Q. I have a new Dell laptop but I am barely getting an hour of battery life from it before I get a warning on the screen and I have to power it off before I lose everything. Is that normal? What can I do to get better battery life? I called Dell but I got nowhere.
A. Well, you have a couple of things to do. If you bought a low-end Dell you probably got a low-end battery. You can shop around and upgrade to a longer-life battery for less than $100. Secondly, you can reduce the brightness of your LCD screen when you’re running on battery. That will sharply lengthen the amount of time your laptop will run on battery power. On a Dell you just hold down the Function Key (marked “FN” in blue) and hold the key marked with a sun symbol with a down arrow until it is as dark as you can stand. To increase brightness, you hold down Function Key again and hit the sun symbol that has the up arrow. (Other brands will do this differently; look in the user manual.)
Lastly you can enter the Windows control panel and look in the power section and assure that your laptop is set for maximum battery. That will spin down your hard drive and such at short intervals.
Q. A friend of mine told me I could fry my laptop if I put it down flat on the bed while it is running. She always puts hers down sideways open, like a V, while it’s running. I told her I was going to write you and loser buys the beer.

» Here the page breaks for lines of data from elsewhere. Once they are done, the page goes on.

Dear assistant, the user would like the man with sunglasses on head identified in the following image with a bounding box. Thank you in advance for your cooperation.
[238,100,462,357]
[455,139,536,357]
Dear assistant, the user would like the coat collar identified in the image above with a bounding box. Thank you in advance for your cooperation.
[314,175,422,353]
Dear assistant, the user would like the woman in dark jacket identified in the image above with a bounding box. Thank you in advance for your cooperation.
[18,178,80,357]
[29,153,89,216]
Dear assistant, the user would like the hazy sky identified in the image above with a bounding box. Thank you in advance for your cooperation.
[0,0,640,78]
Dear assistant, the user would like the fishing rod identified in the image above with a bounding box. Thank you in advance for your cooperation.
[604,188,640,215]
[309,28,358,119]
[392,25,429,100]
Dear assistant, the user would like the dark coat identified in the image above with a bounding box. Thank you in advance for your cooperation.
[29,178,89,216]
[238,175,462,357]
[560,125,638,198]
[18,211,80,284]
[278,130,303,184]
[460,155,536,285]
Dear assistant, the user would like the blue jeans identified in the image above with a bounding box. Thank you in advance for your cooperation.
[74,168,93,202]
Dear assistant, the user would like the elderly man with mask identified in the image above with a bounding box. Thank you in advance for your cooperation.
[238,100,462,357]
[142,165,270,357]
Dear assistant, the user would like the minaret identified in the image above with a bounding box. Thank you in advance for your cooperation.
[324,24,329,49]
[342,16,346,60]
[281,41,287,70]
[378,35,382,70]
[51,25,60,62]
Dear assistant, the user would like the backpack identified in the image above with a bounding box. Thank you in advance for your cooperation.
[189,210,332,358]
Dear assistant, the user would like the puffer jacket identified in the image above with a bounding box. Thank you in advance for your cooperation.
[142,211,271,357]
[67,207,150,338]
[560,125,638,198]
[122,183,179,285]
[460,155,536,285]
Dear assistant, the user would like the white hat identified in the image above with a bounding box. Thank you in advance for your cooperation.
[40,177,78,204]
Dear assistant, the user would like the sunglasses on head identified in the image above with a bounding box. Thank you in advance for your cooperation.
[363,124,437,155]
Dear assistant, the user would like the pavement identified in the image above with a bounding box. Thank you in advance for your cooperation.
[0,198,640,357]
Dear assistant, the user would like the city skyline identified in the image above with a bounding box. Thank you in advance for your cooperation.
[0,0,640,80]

A. Fork over the Budweiser. I have a small stack of laptops in our shop of burned out laptops where people have laid them down on carpet, beds and whatever and covered up the fans. That resulted in them burning up as they overheated and died a horrible, miserable death. When I lay down my running laptops, even my Apple (which has no fan on the bottom), I lay it sideways. (This all being said, there are few “right” answers in computers. As I have said before, these kinds of things start fistfights in nerd bars.)
Q. What is the best free e-mail account to avoid spam?
A. The “best” word is a tough one. I have used free accounts with all of the big providers at one time or another and probably my current favorite is Google. Its “gmail” service offers a ton of storage (1 gig of free storage is a lot) a good spam filter. Yahoo has gotten much better lately at filtering spam as well. The key with a free account is picking a non-obvious user name. That way the spammers that use the dictionary programs to send spam won’t tend to get your email address if your user name is “j45q3211p”. (The trick is, of course, remembering it.
WEEKLY WEB WONDER: Ever wish you could vote about what news was on the front page? Now you can with Digg (www.digg.com).